Noctua NH-U12S Preisvergleich | Geizhals Deutschland

Welches Mainboard wird verwendet?


----------



## TheAbyss (21. August 2016)

*AW: AiO für mini-ITX gesucht*



Abductee schrieb:


> Das Gehäuse erlaubt Kühler bis 160mm, wofür eine problematische AiO?
> Der 2500K ist zudem ja noch verlötet, die Wärmeableitung ist da super.
> Noctua NH-U12S Preisvergleich | Geizhals Deutschland
> 
> Welches Mainboard wird verwendet?



Es geht nicht um die in meiner Sig genannte Hardware. Ein Asrock h61m itx mit einem i5 2320.  Das Metis hat einen nicht vorhandenen Airflow. Ich möchte gerne die gpu entlasten indem ich die cpu abwärme ausserhalb des cases verarbeite. Deshalb der Gedanke eine aio zu verwenden


----------



## Abductee (21. August 2016)

*AW: AiO für mini-ITX gesucht*

Wo ist der Unterschied beim Airflow ob du jetzt einen Turmkühler oder eine AiO verwendest?
Das liegt dermaßen eng beieinander, da gibts keinen.

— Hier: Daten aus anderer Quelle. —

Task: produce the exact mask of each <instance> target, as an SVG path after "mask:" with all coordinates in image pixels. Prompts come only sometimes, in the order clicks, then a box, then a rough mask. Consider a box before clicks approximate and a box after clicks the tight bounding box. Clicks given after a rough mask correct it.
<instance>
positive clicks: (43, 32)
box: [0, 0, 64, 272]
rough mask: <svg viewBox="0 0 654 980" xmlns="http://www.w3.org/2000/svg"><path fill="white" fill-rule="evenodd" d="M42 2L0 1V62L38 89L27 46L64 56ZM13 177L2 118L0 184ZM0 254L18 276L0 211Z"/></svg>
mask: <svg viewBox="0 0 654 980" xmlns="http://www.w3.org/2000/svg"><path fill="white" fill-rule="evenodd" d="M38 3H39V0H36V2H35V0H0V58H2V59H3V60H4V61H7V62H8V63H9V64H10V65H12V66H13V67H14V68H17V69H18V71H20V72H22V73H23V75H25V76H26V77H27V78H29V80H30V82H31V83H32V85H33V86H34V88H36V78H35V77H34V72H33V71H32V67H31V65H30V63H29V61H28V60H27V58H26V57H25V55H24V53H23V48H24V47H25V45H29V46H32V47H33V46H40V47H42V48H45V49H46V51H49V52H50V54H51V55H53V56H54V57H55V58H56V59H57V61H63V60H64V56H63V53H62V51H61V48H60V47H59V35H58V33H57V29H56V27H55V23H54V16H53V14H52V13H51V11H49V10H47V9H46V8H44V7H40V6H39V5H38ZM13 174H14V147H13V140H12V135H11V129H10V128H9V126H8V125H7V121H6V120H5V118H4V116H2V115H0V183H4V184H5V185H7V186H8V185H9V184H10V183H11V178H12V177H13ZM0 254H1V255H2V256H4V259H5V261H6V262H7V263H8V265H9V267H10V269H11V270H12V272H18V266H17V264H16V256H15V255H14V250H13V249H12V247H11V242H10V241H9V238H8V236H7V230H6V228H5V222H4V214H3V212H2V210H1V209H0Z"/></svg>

			Dieser Inhalt steht nur eingeloggten Mitgliedern zur Verfügung.
        






			Dieser Inhalt steht nur eingeloggten Mitgliedern zur Verfügung.
        



Der Airflow ist bei dem Gehäuse so oder so eine Gratwanderung.
Ich würd die Luft eher von hinten ansaugen und Richtung Netzteil blasen lassen.
Wenn du die GPU entlasten willst, schneid oberhalb der Grafikkarte ein Loch ins Gehäuse.


----------



## GatoTiger (21. August 2016)

*AW: AiO für mini-ITX gesucht*

Antec H2O H600 Pro


----------



## Chimera (21. August 2016)

*AW: AiO für mini-ITX gesucht*



TheAbyss schrieb:


> Es geht nicht um die in meiner Sig genannte Hardware. Ein Asrock h61m itx mit einem i5 2320.  Das Metis hat einen nicht vorhandenen Airflow. Ich möchte gerne die gpu entlasten indem ich die cpu abwärme ausserhalb des cases verarbeite. Deshalb der Gedanke eine aio zu verwenden




Dann wäre doch eine modulare AiO a la Eisbaer, Fractzal Kelvin, etc. die bessere Lösung, dann könntest du den Radi aussen anbringen und hättest innen auch weniger Platzprobleme  Wenn ich mir da die Bilder von Abductee angucke, dann ist es da drinnen ja soooo verdammt eng, dass man wohl echt kaum nen Unterschied hat, ob nun Lukü oder AiO. Zudem solltest du daran denken, dass beim Einsatz von AiOs die Bauteile um den Sockel rum wärmer werden und wenn da dann keine Luft ranbläst... naja. Ok, denke mal, dass bei der CPU keine so grosse Belastung für die VRMs besteht, aber dennoch mögen die etwas Frischluft.
Muss sagen, in meinen Augen ist bisher das Bitfenix Prodigy eins der besten Gehäuse für mITX Bretter, da man dort selbst nen Macho HR-02 problemlos einbauen kann und trotzdem keine Platzprobleme hat. Bei so engen Gehäusen muss man halt imemr auch mit Kompromissen leben, leider.


----------



## Computer_Freak (21. August 2016)

*AW: AiO für mini-ITX gesucht*

Hallo

Wie wärs mit dem hier ? Corsair Hydro Series H5 SF Low Profile Preisvergleich | Geizhals Österreich


----------



## TheAbyss (23. August 2016)

*AW: AiO für mini-ITX gesucht*

Erstmal vielen Dank für die konstruktive Diskussion. Alle hier genannten Aspekte sind richtig, ich werde wohl etwas ausholen müssen, um zu erklären, warum der eine oder andere Vorschlag für mich nicht in Frage kommt. Es ist wie so oft im Leben, es liegt am Chef.... in dem Fall an meiner Frau, die A) kein Loch im Deckel wünscht... B) Es soll GENAU dieses Case sein...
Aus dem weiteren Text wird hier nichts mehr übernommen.